Turn a small dense LLM into a Mixture-of-Experts model — then specialize the experts by distilling from a stronger teacher. A point-and-run toolkit + a demo built on Qwen2.5-0.5B.
This is a method toolkit, not a model release. It does the full sparse-upcycling pipeline — surgery → distillation → two flavors of expert specialization → evaluation → a scaling-law sweep → an honest head-to-head against the base model — on a single GPU, with reproducible scripts.
🤗 Demo model (Mode B, named domain experts): outlast85/qwen2.5-0.5b-moe-domain-experts — read its card for the honest limitations (it's a mechanism demo, not a better small model).

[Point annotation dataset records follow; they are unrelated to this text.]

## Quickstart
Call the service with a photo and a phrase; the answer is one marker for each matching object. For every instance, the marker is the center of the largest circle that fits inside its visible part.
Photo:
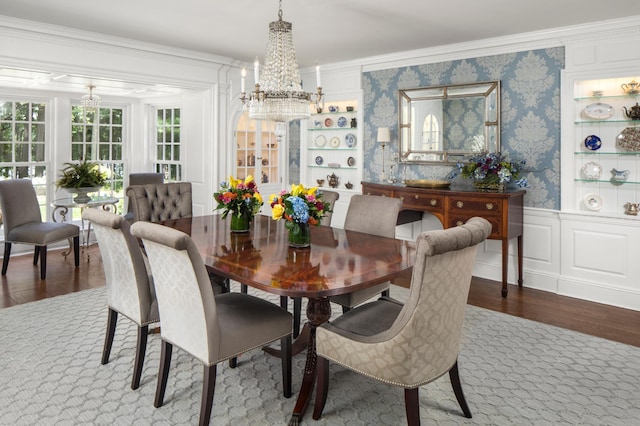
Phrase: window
(99, 136)
(431, 133)
(23, 140)
(168, 159)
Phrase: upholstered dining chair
(370, 214)
(129, 286)
(412, 344)
(141, 179)
(212, 328)
(23, 224)
(160, 201)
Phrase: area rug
(514, 372)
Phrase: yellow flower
(297, 190)
(277, 211)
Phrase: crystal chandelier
(90, 101)
(278, 94)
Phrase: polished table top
(337, 262)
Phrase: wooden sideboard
(454, 207)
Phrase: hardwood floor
(22, 284)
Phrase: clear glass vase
(240, 223)
(300, 235)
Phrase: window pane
(37, 133)
(22, 152)
(6, 110)
(6, 153)
(5, 132)
(37, 152)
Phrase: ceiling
(324, 31)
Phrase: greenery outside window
(23, 143)
(167, 144)
(99, 136)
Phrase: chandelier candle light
(278, 94)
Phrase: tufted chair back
(160, 201)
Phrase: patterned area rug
(514, 372)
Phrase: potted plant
(81, 179)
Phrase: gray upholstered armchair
(23, 224)
(141, 179)
(160, 201)
(212, 328)
(129, 285)
(412, 344)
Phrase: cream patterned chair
(23, 224)
(376, 215)
(160, 201)
(413, 344)
(129, 286)
(212, 328)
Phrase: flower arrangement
(299, 206)
(86, 174)
(491, 169)
(240, 197)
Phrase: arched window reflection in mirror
(445, 124)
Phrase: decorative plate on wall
(592, 142)
(592, 170)
(598, 111)
(629, 139)
(592, 202)
(320, 141)
(350, 140)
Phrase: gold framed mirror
(445, 124)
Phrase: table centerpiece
(491, 171)
(82, 179)
(242, 199)
(301, 208)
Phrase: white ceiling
(325, 31)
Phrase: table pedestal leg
(318, 312)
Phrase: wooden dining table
(337, 262)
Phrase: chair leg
(112, 320)
(457, 389)
(43, 262)
(412, 406)
(5, 259)
(208, 389)
(141, 349)
(322, 386)
(163, 373)
(297, 312)
(285, 357)
(76, 250)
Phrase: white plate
(592, 170)
(598, 111)
(321, 141)
(350, 140)
(592, 202)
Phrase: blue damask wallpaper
(530, 120)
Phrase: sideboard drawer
(414, 200)
(481, 207)
(460, 218)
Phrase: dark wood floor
(22, 284)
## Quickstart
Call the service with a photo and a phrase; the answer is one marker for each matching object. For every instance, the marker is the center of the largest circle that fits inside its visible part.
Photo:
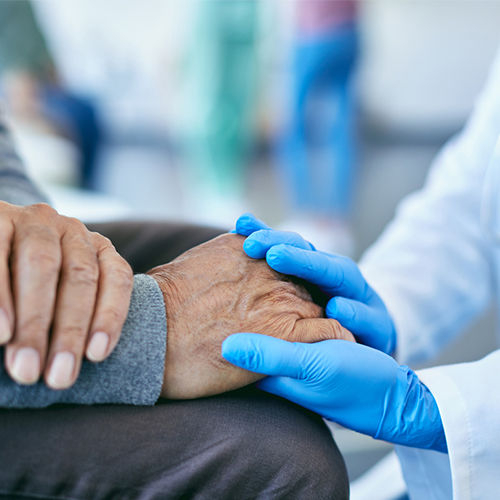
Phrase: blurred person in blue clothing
(32, 88)
(317, 149)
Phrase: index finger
(248, 224)
(260, 242)
(333, 274)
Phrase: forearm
(133, 374)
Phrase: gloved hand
(353, 303)
(356, 386)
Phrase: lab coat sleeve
(469, 402)
(133, 373)
(432, 266)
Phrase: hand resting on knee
(215, 290)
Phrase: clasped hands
(359, 386)
(65, 292)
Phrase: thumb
(265, 355)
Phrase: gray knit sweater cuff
(133, 374)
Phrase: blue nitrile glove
(353, 303)
(354, 385)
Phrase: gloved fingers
(265, 355)
(248, 224)
(335, 275)
(370, 325)
(259, 242)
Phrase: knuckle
(48, 261)
(80, 272)
(34, 326)
(43, 209)
(75, 224)
(104, 240)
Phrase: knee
(286, 452)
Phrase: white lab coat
(437, 271)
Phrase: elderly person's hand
(215, 290)
(64, 294)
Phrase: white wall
(425, 60)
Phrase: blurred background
(316, 115)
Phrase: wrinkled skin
(215, 290)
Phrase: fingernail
(98, 346)
(5, 332)
(61, 372)
(26, 369)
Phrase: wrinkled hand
(64, 293)
(354, 385)
(215, 290)
(353, 303)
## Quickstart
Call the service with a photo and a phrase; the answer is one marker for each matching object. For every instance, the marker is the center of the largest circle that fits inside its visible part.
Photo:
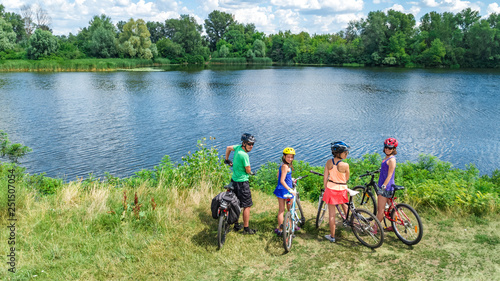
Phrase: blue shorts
(385, 193)
(281, 192)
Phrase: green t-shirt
(240, 161)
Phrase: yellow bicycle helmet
(289, 150)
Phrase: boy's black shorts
(242, 191)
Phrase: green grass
(88, 230)
(82, 233)
(78, 64)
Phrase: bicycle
(294, 217)
(405, 221)
(363, 223)
(223, 213)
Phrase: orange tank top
(337, 177)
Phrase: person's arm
(284, 171)
(325, 173)
(392, 167)
(347, 172)
(228, 152)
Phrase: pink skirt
(335, 197)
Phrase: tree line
(389, 38)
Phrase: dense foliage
(430, 184)
(389, 38)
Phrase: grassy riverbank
(82, 233)
(94, 229)
(77, 64)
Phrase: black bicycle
(365, 225)
(224, 210)
(368, 193)
(405, 221)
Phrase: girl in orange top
(335, 177)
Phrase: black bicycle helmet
(246, 137)
(339, 146)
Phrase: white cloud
(288, 20)
(332, 5)
(493, 8)
(396, 7)
(332, 24)
(456, 6)
(430, 3)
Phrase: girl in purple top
(285, 185)
(386, 179)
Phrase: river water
(122, 122)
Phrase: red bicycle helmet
(391, 143)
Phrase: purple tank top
(384, 170)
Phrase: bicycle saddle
(352, 192)
(398, 187)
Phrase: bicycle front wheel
(300, 213)
(223, 230)
(364, 200)
(288, 228)
(406, 224)
(322, 206)
(367, 228)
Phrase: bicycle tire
(222, 230)
(364, 200)
(288, 228)
(363, 225)
(410, 230)
(302, 218)
(322, 206)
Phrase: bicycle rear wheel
(322, 206)
(288, 228)
(364, 200)
(367, 228)
(223, 230)
(406, 224)
(300, 213)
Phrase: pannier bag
(233, 203)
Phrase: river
(121, 122)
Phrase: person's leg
(281, 211)
(331, 219)
(381, 200)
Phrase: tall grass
(78, 64)
(156, 225)
(228, 61)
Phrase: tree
(169, 49)
(13, 151)
(7, 36)
(185, 32)
(35, 17)
(134, 40)
(434, 55)
(374, 33)
(216, 26)
(259, 48)
(41, 44)
(101, 43)
(157, 30)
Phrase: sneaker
(330, 238)
(237, 227)
(249, 231)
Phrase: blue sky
(271, 16)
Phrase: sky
(270, 17)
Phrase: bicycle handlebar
(368, 173)
(316, 173)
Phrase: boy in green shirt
(241, 173)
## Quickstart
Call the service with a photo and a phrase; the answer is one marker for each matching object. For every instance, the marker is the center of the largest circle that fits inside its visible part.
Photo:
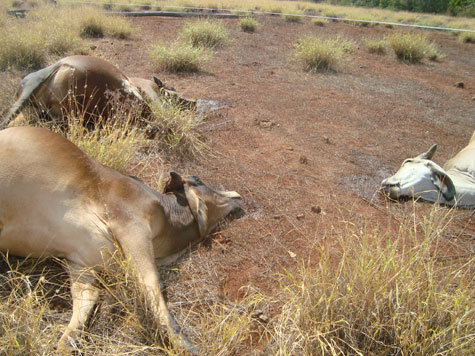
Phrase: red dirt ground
(294, 143)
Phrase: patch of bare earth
(306, 151)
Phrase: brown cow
(57, 201)
(89, 86)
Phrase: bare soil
(306, 151)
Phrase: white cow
(420, 177)
(57, 201)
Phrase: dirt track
(290, 141)
(306, 151)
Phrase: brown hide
(89, 87)
(57, 201)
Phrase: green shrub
(179, 57)
(249, 24)
(206, 33)
(320, 54)
(412, 48)
(376, 46)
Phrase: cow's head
(419, 177)
(207, 205)
(170, 93)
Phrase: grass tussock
(319, 22)
(206, 33)
(249, 24)
(27, 44)
(179, 57)
(94, 24)
(176, 129)
(317, 55)
(293, 18)
(376, 46)
(375, 293)
(467, 37)
(53, 31)
(413, 48)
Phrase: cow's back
(48, 202)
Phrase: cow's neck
(464, 187)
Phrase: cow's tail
(29, 86)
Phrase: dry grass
(176, 129)
(50, 31)
(372, 292)
(249, 24)
(377, 46)
(378, 293)
(206, 33)
(467, 37)
(179, 57)
(94, 24)
(412, 47)
(317, 55)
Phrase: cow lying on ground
(420, 177)
(57, 201)
(90, 87)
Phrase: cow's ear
(174, 184)
(444, 184)
(429, 154)
(198, 209)
(158, 82)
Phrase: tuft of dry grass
(413, 48)
(206, 33)
(249, 24)
(376, 45)
(293, 18)
(319, 22)
(318, 55)
(54, 31)
(179, 57)
(467, 37)
(176, 129)
(379, 293)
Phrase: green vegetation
(454, 7)
(206, 33)
(249, 24)
(179, 57)
(412, 48)
(376, 46)
(318, 55)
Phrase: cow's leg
(84, 296)
(140, 251)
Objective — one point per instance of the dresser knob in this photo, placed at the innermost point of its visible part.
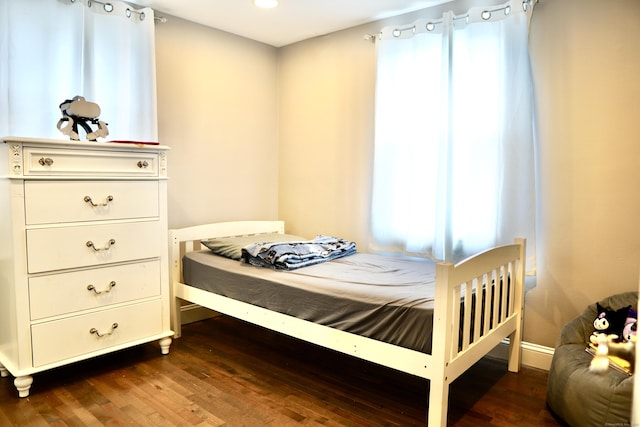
(106, 248)
(106, 291)
(88, 200)
(93, 331)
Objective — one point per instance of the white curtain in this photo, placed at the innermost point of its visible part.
(454, 144)
(53, 50)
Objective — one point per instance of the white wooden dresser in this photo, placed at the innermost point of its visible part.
(83, 252)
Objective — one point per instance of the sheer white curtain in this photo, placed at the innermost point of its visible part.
(53, 50)
(454, 147)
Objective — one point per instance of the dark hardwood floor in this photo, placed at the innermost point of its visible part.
(223, 372)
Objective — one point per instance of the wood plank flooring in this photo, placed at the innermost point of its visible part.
(223, 372)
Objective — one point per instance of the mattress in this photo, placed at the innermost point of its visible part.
(385, 298)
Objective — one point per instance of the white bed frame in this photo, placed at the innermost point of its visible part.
(446, 362)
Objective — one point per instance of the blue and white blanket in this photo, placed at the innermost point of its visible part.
(293, 255)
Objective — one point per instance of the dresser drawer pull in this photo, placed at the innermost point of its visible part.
(48, 161)
(96, 332)
(88, 200)
(106, 291)
(106, 248)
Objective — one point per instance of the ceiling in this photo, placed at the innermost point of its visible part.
(290, 22)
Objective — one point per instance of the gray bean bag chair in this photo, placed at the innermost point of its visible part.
(578, 396)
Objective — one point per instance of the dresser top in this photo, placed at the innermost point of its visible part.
(83, 144)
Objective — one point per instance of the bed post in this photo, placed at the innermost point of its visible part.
(174, 277)
(515, 339)
(441, 348)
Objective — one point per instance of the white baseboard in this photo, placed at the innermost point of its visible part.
(533, 355)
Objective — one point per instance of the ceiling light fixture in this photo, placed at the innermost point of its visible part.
(266, 4)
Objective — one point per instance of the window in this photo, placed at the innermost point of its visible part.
(454, 145)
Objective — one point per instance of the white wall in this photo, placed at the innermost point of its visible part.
(218, 111)
(234, 157)
(586, 63)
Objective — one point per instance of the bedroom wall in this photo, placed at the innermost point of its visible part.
(586, 67)
(235, 157)
(218, 111)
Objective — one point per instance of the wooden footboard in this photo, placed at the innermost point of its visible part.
(478, 304)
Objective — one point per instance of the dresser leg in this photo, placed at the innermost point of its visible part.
(165, 343)
(23, 384)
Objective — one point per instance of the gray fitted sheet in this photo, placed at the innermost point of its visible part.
(385, 298)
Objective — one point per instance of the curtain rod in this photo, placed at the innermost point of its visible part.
(431, 25)
(108, 7)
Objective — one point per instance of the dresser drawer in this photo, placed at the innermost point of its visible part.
(65, 293)
(58, 162)
(59, 248)
(67, 201)
(77, 335)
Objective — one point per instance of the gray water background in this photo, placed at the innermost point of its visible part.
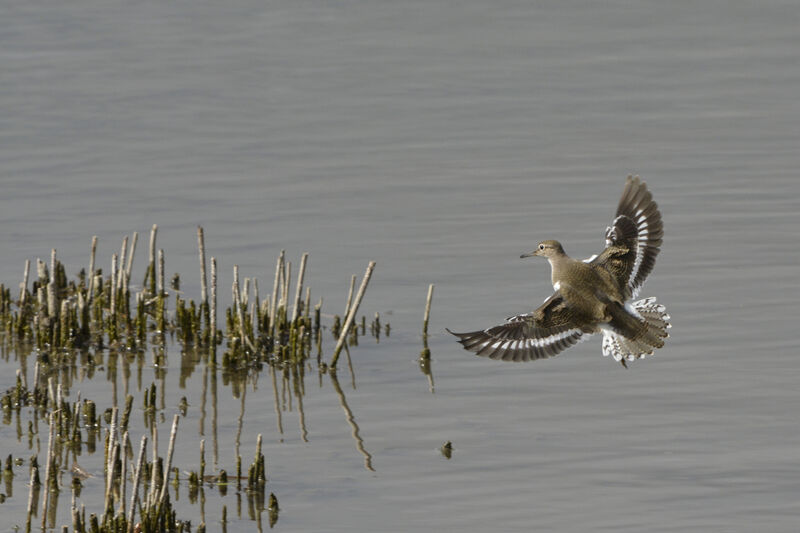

You take a trained dense model, clone each feed-forward block into N experts + a router (sparse upcycling), then train so the experts specialize. Two ways to specialize are included:
- Mode A — emergent: a learned router + load-balancing; experts drift apart on their own (how Mixtral / DeepSeek / Qwen-MoE actually work).
- Mode B — supervised "named experts": because our data is domain-tagged, we teach the router "code → expert 0, chat → expert 1, …". You get real, individually-loadable field experts + an always-on shared "generalist" — the "GP sends you to a specialist" design.
The honest headline, measured (compare_base.py): at this scale the upcycled model is
bigger, slower, and slightly worse than the base it came from. That's expected and the repo
shows it rather than hiding it — see Results. The value here is the method and the
specialization behavior, not model quality. Upcycling only beats the base at training scales far
beyond one GPU; making a better small model is not what a few-million-token run can do.
dense model (Qwen2.5-0.5B)
│
▼
1. SURGERY (upcycle.py) each block's FFN → [ N routed experts + 1 shared expert + a router ].
• Drop-Upcycling: re-randomize ~30% of each expert so clones diverge.
• shared always-on expert (the "generalist"); fp32 router; top-k gating.
• with drop=0, the upcycled model is BEHAVIORALLY IDENTICAL at init.
│
▼
2. TEACHER (distill_precompute.py) run a stronger same-family teacher (Qwen2.5-3B) over the
text and cache its top-20 logits = the "dark knowledge" to distill.
│
▼
3. TRAIN (train.py = Mode A | mode_b_domain_experts.py = Mode B)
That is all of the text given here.